What are the fundamental challenges for German companies in China and what does this mean for your work?

German companies continue to struggle with restricted market access. Even if we have recently made significant progress in this area, compulsory joint ventures and bans on market access still prevail in various branches. Other important issues are legal uncertainty, insufficient protection of intellectual property and the requirements of the cybersecurity law. Moreover, the economy has recently slowed. In the fourth quarter of 2018, China’s GDP grew just 6.4 per cent – the slowest growth rate since 2009 during the global financial crisis. The ongoing trade dispute with the United States is only one reason for the slowdown. To a large extent, the causes are essentially structural and have to do with the strengthening of the role of the state in the economy in recent years.  In the BDI office in Beijing, we take note of all the challenges faced by German companies in China so that BDI can feed them into the public discussion in Germany.

In January the BDI published a strategic position paper on China that attracted considerable media attention. What is the objective of this paper?
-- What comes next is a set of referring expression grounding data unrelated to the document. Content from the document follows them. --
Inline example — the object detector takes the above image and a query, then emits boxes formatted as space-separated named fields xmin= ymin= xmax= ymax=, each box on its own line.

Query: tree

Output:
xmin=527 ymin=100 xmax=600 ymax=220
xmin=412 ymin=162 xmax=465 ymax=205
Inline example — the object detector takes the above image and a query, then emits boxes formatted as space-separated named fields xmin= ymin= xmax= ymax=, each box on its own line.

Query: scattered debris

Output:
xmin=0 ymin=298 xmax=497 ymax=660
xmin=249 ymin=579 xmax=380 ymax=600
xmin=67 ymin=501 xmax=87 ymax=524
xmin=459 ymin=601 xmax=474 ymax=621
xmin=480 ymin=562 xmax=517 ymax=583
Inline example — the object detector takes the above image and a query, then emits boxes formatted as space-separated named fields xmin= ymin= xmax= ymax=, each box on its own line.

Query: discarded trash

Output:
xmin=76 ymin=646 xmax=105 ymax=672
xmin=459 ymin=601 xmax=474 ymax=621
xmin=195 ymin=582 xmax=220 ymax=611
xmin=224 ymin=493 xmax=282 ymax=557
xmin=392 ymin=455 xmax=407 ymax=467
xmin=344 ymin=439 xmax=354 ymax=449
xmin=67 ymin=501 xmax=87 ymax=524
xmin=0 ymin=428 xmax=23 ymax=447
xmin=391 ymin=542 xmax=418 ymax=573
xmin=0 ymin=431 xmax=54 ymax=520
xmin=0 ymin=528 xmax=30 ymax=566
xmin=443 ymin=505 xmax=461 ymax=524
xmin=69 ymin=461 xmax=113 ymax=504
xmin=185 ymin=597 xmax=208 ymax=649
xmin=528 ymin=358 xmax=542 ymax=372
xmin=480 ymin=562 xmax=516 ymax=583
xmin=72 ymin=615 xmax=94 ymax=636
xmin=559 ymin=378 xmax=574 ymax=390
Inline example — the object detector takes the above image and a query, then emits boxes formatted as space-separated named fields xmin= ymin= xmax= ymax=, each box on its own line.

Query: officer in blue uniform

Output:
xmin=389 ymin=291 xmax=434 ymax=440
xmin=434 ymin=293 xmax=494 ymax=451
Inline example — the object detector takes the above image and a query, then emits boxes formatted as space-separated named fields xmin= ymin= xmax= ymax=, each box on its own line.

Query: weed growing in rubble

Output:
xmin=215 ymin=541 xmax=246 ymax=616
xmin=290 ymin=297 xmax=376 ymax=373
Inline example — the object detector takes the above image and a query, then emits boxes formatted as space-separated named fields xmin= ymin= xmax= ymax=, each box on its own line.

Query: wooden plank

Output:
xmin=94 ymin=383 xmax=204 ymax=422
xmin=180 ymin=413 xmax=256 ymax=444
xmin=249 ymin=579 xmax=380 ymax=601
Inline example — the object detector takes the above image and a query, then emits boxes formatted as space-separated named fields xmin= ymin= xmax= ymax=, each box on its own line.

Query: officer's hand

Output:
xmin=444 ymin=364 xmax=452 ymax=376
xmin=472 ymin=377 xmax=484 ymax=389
Above all, the position paper provides new food for thought for the public discourse in Germany and Europe about our relationship with China. On the one hand, China is enormously important for the German economy as a sales and supply market: more than 5,200 companies from Germany are operating there. On the other hand, this huge country is increasingly laying claim to shaping the global economic order. This has manifested itself, for example, in the Belt and Road Initiative – a gigantic infrastructure project consisting of construction and expansion of trade and infrastructure networks between China and over 60 other countries across Africa, Asia and Europa. In Germany, there has been an outcry in recent years about Chinese investors acquiring stakes in companies and making successful takeover bids.  While BDI has always spoken clearly in favour of openness, we should nonetheless bear in mind that China is different. Its economic system combines state control with market economy elements. State enterprises have access to direct and indirect subsidies that are not available to German and European firms. The position paper points to these systemic differences. We must find ways to address the resulting challenges. This most certainly does not mean sealing off our own markets; rather, it involves encouraging China to undertake more reforms and more ambitious steps towards opening its markets. At the same time, Germany and Europe must make themselves fit for the industrial future. It is important that regulatory conditions are created in China that establish a level playing field for foreign and Chinese companies and reduce the number of market interventions. The same conditions for investing and conducting business should apply for all. Only with this condition can both sides sustainably benefit from global trade.

Stefan Gätzner has led the BDI office in Beijing since January 2019.